(no subject)

Apr 15, 2008 13:47

So, I find out if I become the president of AIGA today, a graphic arts club that's known nationwide. I'm kinda nervous because I'm afraid that it's going to be a popularity content that I have no idea in who's favor it's going to side. At first, I was supposed to be the only one running for prez, now that would have been awesome, but then the current president asked Lynde if he could run for president as well since he didn't really care what position he ran for. That's all well and good, but then he ran for EVERY position except for treasurer. Me, the whole running for mulitple positions I thought was dumb in the first place, but to be running for everything, that seems a little unfair. I know we have a small club right now because the current people really fail at advertisment for getting more people in, but even SG for campus has multiple positions that have only one person running and that's a campus wide thing! WTF. But yea, I'm nervous about that. Good luck Megan for VP! <3

Anyway, I went home this weekend to hopefully get the last of my braces out of my mouth, but then that didn't happen which kinda rele pissed me off. They're moving a couple teeth that got out of place since I haven't been there for like 6 months. Whatever, 6 weeks, and it should be out I hope.

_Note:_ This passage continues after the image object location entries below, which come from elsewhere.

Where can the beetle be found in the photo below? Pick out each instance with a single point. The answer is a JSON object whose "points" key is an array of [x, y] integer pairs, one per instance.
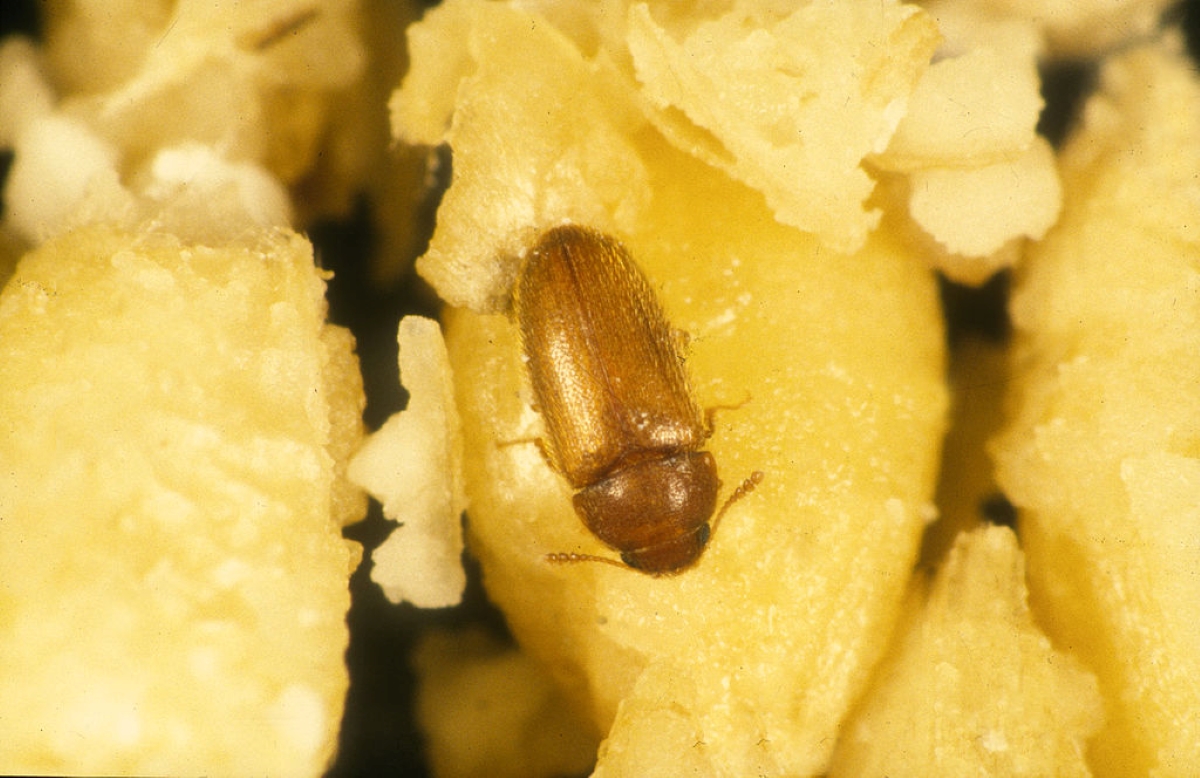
{"points": [[622, 424]]}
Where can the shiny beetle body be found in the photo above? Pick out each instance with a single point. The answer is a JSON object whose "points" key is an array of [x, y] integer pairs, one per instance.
{"points": [[622, 425]]}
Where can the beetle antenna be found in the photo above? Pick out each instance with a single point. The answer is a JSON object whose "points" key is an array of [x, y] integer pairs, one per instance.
{"points": [[744, 489], [569, 557]]}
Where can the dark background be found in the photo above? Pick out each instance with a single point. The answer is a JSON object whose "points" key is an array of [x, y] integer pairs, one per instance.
{"points": [[378, 731]]}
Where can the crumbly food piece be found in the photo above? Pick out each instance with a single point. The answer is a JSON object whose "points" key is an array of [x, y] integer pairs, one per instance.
{"points": [[1099, 453], [732, 106], [491, 711], [413, 466], [972, 687], [748, 662], [173, 579]]}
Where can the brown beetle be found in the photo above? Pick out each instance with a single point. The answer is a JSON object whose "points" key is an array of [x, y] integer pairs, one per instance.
{"points": [[621, 422]]}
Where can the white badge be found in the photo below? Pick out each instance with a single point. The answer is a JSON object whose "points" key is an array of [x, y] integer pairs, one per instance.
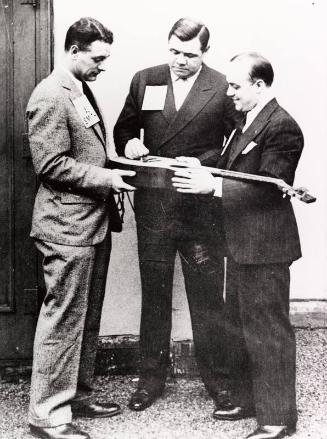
{"points": [[154, 97], [86, 111]]}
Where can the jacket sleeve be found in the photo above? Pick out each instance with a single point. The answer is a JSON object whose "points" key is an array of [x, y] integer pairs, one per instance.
{"points": [[129, 123], [282, 145], [50, 145]]}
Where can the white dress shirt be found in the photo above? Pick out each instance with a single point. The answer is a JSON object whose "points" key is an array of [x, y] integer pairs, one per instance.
{"points": [[76, 81], [252, 114], [182, 87]]}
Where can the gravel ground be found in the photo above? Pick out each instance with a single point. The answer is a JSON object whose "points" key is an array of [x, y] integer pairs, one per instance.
{"points": [[184, 412]]}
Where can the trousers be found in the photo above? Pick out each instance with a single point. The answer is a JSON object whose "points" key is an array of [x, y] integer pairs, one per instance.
{"points": [[67, 329]]}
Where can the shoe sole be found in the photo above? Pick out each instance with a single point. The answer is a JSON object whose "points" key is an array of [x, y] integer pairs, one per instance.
{"points": [[228, 418], [107, 415]]}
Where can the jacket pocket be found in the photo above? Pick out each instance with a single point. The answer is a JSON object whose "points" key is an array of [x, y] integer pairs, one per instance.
{"points": [[68, 198]]}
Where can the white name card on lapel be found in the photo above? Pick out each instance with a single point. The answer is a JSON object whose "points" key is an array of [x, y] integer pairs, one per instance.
{"points": [[86, 111], [154, 97]]}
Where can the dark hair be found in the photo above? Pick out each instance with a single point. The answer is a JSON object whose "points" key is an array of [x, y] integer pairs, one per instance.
{"points": [[85, 31], [260, 67], [186, 29]]}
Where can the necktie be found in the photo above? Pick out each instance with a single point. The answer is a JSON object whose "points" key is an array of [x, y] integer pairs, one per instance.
{"points": [[88, 93], [237, 135]]}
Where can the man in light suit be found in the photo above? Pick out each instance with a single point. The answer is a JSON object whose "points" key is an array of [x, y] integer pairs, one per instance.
{"points": [[74, 213], [183, 108], [261, 239]]}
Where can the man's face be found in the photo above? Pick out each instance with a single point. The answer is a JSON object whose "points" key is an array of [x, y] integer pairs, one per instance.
{"points": [[185, 57], [241, 89], [88, 64]]}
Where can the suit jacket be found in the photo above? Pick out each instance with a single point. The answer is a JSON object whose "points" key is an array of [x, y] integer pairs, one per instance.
{"points": [[197, 129], [74, 199], [260, 225]]}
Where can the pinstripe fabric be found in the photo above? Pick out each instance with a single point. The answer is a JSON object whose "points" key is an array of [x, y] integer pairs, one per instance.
{"points": [[67, 330]]}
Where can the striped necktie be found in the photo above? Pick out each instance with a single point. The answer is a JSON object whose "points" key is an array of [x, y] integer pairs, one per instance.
{"points": [[88, 93]]}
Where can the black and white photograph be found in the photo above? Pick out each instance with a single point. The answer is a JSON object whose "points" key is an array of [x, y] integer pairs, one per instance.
{"points": [[163, 238]]}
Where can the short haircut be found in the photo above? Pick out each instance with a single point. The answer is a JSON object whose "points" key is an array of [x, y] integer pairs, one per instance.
{"points": [[85, 31], [260, 67], [186, 29]]}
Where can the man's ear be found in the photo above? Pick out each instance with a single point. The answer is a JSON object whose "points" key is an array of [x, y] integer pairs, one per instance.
{"points": [[74, 49], [260, 83]]}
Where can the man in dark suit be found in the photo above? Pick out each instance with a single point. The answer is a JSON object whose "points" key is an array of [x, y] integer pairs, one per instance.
{"points": [[261, 239], [73, 214], [183, 108]]}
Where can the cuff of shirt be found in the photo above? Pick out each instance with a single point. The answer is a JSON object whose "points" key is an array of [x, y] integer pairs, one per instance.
{"points": [[218, 187]]}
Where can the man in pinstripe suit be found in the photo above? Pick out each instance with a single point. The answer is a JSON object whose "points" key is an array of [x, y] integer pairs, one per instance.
{"points": [[261, 241]]}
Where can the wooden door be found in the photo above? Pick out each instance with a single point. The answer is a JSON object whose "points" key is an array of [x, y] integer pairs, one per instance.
{"points": [[25, 54]]}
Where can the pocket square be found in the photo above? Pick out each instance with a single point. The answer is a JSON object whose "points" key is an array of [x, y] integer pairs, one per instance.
{"points": [[249, 147]]}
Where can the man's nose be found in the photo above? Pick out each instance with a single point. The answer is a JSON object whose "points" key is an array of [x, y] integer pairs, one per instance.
{"points": [[230, 91], [181, 58]]}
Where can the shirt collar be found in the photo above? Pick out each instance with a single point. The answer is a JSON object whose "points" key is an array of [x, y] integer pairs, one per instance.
{"points": [[76, 81]]}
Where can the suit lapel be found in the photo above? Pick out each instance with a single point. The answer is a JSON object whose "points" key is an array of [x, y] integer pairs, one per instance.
{"points": [[74, 93], [199, 95], [253, 130]]}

So, I hate my house, I hate being there. I'd have no problem with it if it was just my mom there, but my father is back and I hate him with every fiber in my being and I wish he'd just go jump off a bridge, no I am not kidding. Our garage smells like pot which the smells seeps into the family room. He got Misty into going to the bathroom upstairs so now she keeps going up there which is really bad. He is a disgusting pig, he acts like a 5 year old and can't do a fucking thing for himself. He can't even flush the damn toilet which is nasty as hell so now it gets stained easily. This essentially turns my mother into his cleaning bitch because he's a fat piece of shit. I fucking hate him and I want him to fucking to go hell where he belongs. The only reason he's around is because I need money for school and that's it. His family are a bunch of crazy people that can go jump off a bridge as well, who the fuck needs them. My grandmother told me to call my father yesterday just to be nice to see if he was feeling better since he was sick. I told her I could really care less and I told her that he could go kill himself for all I care. She didn't blame be for thinking that way and said to give it some thought. I didn't call, and I'm happy about it.